Publié le par Yves-André Samère

Hier soir, au Grand Journal de Canal Plus, un invité qui pour une fois n’était pas l’un des habituels ringards : Salman Rushdie. En effet, il publie un roman très autobiographique, Joseph Anton, et il était le matin même sur France Inter. J’ai, bien entendu, lu Les versets sataniques, c’est un chef-d’œuvre, pas du tout offensant pour les musulmans (Rushdie est issu d’une famille indienne musulmane), et, tout en notant qu’on ne lui a pas encore donné le Prix Nobel de Littérature mille fois mérité, alors que son grand rival Vidiadhar Surajprasad Naipaul l’a eu en 2001, on ne peut éprouver que du mépris pour, non seulement les criminels crétins qui l’ont condamné à mort, mais aussi pour les démagogues ayant tenu sur son livre des propos qui dépassaient la moyenne de la stupidité admise, même en milieu politique.

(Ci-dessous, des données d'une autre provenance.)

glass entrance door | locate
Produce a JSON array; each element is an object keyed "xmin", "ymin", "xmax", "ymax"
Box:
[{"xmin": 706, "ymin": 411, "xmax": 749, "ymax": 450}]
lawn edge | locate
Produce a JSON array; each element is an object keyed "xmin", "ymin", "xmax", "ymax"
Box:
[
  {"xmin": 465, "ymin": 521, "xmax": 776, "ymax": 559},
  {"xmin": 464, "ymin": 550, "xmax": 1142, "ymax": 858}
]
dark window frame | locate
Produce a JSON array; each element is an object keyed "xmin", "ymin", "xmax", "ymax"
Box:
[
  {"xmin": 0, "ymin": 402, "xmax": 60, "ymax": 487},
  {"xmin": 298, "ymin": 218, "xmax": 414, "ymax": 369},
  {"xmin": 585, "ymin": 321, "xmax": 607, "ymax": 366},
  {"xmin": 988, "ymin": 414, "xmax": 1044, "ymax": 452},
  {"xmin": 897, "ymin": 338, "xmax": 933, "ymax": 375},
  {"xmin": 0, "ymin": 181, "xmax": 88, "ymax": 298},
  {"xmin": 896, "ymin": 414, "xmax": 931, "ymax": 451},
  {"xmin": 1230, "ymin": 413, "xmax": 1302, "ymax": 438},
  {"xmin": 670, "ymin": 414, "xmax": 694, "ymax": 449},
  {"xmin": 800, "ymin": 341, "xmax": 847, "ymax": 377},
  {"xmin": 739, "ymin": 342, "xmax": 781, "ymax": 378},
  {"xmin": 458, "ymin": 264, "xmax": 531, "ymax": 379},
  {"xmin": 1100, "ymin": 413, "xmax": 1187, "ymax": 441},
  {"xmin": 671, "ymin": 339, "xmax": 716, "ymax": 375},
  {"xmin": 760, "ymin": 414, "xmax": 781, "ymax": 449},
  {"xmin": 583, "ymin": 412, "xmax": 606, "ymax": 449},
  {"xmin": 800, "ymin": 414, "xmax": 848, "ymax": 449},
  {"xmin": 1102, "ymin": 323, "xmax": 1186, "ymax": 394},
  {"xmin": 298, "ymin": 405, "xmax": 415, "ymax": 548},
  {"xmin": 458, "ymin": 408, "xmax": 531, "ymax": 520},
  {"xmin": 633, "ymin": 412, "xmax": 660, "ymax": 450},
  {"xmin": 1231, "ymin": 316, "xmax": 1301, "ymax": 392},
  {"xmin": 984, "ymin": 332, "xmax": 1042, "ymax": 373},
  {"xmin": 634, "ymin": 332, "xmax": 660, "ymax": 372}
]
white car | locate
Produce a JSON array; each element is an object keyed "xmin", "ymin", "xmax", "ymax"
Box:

Au nombre des premiers, rappelons que le plus rapide à condamner et à faire interdire ce livre prodigieux ne fut pas l’ayatollah Hadj Sayed Rouhollah Moussavi Khomeiny (c’était son nom), dictateur religieux iranien, auteur d’une belle série d’inepties (j’ai lu un de ses livres, un recueil de « pensées » intitulé Principes politiques, philosophiques, sociaux et religieux, si profond et si documenté qu’il plaçait Jeanne d’Arc, CHRONOLOGIQUEMENT, avant Napoléon), mais un type qui jouissait de la considération internationale parce que sa mère avait été assassinée, à savoir Rajiv Gandhi, Premier ministre de l’Inde, qui succédait donc à sa génitrice PUISQUE l’Inde est une démocratie – et qui du reste finit exactement de la même façon. On avait lu au fils Gandhi un court extrait du roman de Rushdie, et il en avait conclu que, fissa, il devait interdire ce livre, lequel, donc, il n’avait pas lu – et Khomeiny non plus, vous imaginez bien, on ne va tout de même pas lire les livres avant de les prohiber et de condamner à mort leur auteur. Or, en Europe, nul officiel, pas même le président Mitterrand, qui se laissait pourtant qualifier d’« écrivain » par ses porte-coton (rions !), n’a jamais songé à inviter en France ce Rushdie, citoyen britannique donc européen, en principe libre de circuler chez nous, alors que par trois fois, à l’époque, il avait sollicité une invitation : courageux, mais pas téméraires, les officiels français. À la même époque, toujours en Europe, quelques têtes pensantes avaient AUSSI déclaré que le livre de Rushdie était impie, qu’elles condamnaient fermement ce soi-disant écrivain (sic), et qu’elles n’avaient pas l’intention de le lire, ce qui est une façon inédite de s’informer, surtout lorsqu’on prétend donner publiquement son avis. Parmi ces défenseurs de la tolérance et de la littérature, Margaret Thatcher, et un certain Jacques Chirac, dont le nom vous dit peut-être quelque chose

Je ne saurais terminer sans un mot gentil sur le public du Grand Journal. Il y a trois ou quatre ans, Denisot avait invité Steevy Boulay, qui sortait un disque dans lequel il disait (il ne chantait pas encore) des textes pour enfants, œuvre majeure dont je suis surpris qu’elle n’ait pas remporté le prix de l’Académie Charles-Cros. Eh bien, lorsque mon cher Steevy entra dans le studio, tous les spectateurs, avec un bel ensemble, se levèrent. Si-Si !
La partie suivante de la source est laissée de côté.